Do Classical pianists tickle anything, let alone ivories?
And, for that matter, are piano keys made of ivory?
Today’s piano sonatas are superb. This immediately became one of my favorite Beethoven Piano Sonata CDs.
Here’s what I am listening to today:
Beethoven Piano Sonata No. 10 in G Op. 14 No. 2
According to its entry on Wikipedia:
The Piano Sonata No. 10 in G major, Op. 14, No. 2, composed in 1798–1799, is an early-period work by Ludwig van Beethoven, dedicated to Baroness Josefa von Braun. A typical performance lasts 15 minutes. While it is not as well known as some of the more original sonatas of Beethoven’s youth, such as the ‘Pathétique’ or ‘Moonlight’ sonatas, Tovey described it as an ‘exquisite little work.’
Beethoven was 28-29 when he composed this piece.

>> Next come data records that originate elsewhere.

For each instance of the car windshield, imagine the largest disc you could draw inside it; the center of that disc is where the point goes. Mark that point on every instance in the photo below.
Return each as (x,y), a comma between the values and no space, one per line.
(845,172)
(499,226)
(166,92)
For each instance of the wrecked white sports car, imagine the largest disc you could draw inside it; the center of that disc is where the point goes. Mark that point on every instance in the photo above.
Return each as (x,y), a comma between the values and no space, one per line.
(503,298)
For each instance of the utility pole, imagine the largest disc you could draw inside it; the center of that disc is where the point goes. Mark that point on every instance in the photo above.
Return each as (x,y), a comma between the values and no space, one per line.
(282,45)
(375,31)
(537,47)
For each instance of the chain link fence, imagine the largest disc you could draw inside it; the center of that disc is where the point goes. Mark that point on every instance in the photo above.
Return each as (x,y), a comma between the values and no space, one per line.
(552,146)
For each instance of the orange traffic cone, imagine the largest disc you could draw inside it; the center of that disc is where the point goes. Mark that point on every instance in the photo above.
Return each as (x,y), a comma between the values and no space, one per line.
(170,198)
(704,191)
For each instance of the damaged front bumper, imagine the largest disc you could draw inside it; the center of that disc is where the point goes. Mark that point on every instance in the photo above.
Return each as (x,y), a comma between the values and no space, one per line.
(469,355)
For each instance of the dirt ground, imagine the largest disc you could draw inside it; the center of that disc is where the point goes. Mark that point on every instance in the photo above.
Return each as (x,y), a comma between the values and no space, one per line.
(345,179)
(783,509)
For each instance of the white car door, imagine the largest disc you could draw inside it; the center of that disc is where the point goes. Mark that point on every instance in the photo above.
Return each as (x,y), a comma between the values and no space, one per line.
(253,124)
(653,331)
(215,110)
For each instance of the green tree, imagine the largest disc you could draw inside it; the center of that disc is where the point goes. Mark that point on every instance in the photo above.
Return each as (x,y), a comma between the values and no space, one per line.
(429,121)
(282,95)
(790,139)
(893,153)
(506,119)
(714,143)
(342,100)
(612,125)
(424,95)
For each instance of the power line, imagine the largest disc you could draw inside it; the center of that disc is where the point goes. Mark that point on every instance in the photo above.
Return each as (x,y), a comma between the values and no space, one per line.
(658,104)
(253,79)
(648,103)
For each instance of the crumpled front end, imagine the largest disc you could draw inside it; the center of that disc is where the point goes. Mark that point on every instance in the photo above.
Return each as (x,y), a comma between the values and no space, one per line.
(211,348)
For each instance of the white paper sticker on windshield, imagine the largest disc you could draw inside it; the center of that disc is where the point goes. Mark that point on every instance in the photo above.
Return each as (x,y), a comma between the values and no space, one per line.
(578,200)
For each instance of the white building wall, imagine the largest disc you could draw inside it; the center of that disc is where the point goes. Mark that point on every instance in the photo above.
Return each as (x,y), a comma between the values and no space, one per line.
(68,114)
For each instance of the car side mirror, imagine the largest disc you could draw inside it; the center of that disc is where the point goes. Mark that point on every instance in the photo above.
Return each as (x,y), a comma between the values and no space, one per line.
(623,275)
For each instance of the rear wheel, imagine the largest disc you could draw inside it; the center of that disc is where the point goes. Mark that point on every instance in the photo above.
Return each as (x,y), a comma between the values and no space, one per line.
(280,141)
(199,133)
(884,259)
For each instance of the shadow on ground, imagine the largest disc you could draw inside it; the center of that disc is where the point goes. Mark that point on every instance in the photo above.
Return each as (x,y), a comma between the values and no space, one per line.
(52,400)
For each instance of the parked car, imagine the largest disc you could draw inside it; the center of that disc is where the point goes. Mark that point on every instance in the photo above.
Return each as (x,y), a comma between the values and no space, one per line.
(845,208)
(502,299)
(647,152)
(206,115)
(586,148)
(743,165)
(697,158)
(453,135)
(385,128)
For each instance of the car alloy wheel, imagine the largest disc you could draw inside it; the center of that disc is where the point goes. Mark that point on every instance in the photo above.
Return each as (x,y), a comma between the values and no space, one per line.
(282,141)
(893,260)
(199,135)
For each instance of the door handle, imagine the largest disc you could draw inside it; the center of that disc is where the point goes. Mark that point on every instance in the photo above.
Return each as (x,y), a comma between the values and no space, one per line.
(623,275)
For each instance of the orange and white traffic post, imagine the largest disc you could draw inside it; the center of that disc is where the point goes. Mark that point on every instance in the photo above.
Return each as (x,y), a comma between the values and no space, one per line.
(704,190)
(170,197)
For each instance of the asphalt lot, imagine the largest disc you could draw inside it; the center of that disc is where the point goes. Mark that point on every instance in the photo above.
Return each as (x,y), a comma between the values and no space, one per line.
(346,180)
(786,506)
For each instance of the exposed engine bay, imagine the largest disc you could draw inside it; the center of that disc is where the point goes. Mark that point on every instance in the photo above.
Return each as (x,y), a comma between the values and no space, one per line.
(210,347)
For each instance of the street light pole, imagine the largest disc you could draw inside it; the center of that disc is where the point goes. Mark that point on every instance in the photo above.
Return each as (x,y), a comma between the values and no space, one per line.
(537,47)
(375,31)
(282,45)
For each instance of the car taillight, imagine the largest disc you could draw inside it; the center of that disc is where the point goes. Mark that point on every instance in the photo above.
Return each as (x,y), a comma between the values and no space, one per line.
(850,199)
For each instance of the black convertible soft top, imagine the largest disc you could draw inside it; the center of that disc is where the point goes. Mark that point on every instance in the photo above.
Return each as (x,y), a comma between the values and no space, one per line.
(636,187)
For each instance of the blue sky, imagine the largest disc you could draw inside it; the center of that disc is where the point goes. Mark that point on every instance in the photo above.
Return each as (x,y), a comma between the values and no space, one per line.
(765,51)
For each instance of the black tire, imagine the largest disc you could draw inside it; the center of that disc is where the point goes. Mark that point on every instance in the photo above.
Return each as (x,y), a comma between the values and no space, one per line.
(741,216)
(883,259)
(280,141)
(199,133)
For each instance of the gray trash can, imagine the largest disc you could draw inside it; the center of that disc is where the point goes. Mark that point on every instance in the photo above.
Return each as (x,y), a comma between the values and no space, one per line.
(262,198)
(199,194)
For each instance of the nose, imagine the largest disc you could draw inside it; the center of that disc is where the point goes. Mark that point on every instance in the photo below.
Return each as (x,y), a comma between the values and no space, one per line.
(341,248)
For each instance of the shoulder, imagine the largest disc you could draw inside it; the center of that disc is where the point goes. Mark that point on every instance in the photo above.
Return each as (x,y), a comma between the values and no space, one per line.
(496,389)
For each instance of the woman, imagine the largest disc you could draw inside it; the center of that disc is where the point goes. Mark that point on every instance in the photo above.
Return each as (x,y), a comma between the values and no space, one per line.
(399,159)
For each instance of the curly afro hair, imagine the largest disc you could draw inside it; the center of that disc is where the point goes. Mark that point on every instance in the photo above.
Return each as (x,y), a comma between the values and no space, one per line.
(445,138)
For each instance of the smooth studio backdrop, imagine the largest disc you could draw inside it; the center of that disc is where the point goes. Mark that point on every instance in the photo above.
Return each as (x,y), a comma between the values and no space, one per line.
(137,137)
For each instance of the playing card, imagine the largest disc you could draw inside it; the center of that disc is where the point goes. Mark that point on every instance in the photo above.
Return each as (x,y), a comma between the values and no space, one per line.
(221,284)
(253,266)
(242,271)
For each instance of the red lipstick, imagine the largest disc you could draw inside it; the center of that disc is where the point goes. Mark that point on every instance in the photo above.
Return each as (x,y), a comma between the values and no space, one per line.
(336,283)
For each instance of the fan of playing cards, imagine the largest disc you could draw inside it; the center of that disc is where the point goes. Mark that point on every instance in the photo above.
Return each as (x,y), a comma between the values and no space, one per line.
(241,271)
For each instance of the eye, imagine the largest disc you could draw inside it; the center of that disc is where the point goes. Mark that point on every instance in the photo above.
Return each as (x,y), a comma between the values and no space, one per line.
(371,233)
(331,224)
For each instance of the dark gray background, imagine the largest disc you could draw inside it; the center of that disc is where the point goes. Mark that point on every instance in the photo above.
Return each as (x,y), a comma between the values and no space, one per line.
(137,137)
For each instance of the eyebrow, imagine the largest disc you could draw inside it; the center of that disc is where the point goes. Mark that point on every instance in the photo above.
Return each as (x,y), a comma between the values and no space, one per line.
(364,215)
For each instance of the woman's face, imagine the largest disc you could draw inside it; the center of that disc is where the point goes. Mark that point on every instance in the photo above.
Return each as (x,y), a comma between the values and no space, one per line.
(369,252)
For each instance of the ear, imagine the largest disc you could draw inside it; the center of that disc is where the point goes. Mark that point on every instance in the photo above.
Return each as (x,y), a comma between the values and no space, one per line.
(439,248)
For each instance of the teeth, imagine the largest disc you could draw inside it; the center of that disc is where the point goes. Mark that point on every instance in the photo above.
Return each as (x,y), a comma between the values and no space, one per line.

Beethoven Piano Sonata No. 13 in E Flat Op. 27 No. 1
According to its entry on Wiki:
Piano Sonata No. 13 in E-flat major “Quasi una fantasia”, Op. 27, No. 1, is a sonata composed by Ludwig van Beethoven in 1800–1801.
Beethoven was about 30 years old when he wrote the sonata. He had already made a name for himself in Vienna as pianist and composer and was beginning to explore alternatives to the classical-era compositional procedures that he had largely adhered to during the 18th century. The most famous works of his “middle period”, often emphasizing heroism, were yet to come.
Beethoven’s sketches for the first, second, and final movements survive, but the original autograph copy is lost. The sonata was published separately from its more famous companion, Opus. 27 No. 2 (the so-called “Moonlight” Sonata), but at the same time, by Cappi in Vienna; the first advertisements for the work appeared 3 March 1802. Both Op. 27 sonatas were originally titled Sonata quasi una fantasia.
The dedicatee of the work was (as was typical of the time) an aristocrat, Princess Josephine von Liechtenstein. Little is known of Beethoven’s relationship with her.
Beethoven Piano Sonata No. 14 in C Sharp Minor Op. 27 No. 2 “Moonlight”
As I wrote at the outset, the opening notes of Piano Sonata No. 10 in G Op. 13 No. 2 drew me in to today’s CD. Movement I (“Andante – Allegro – Andante”) of Piano Sonata no 13 in E Flat Op. 27 No. 1 sweetened the deal.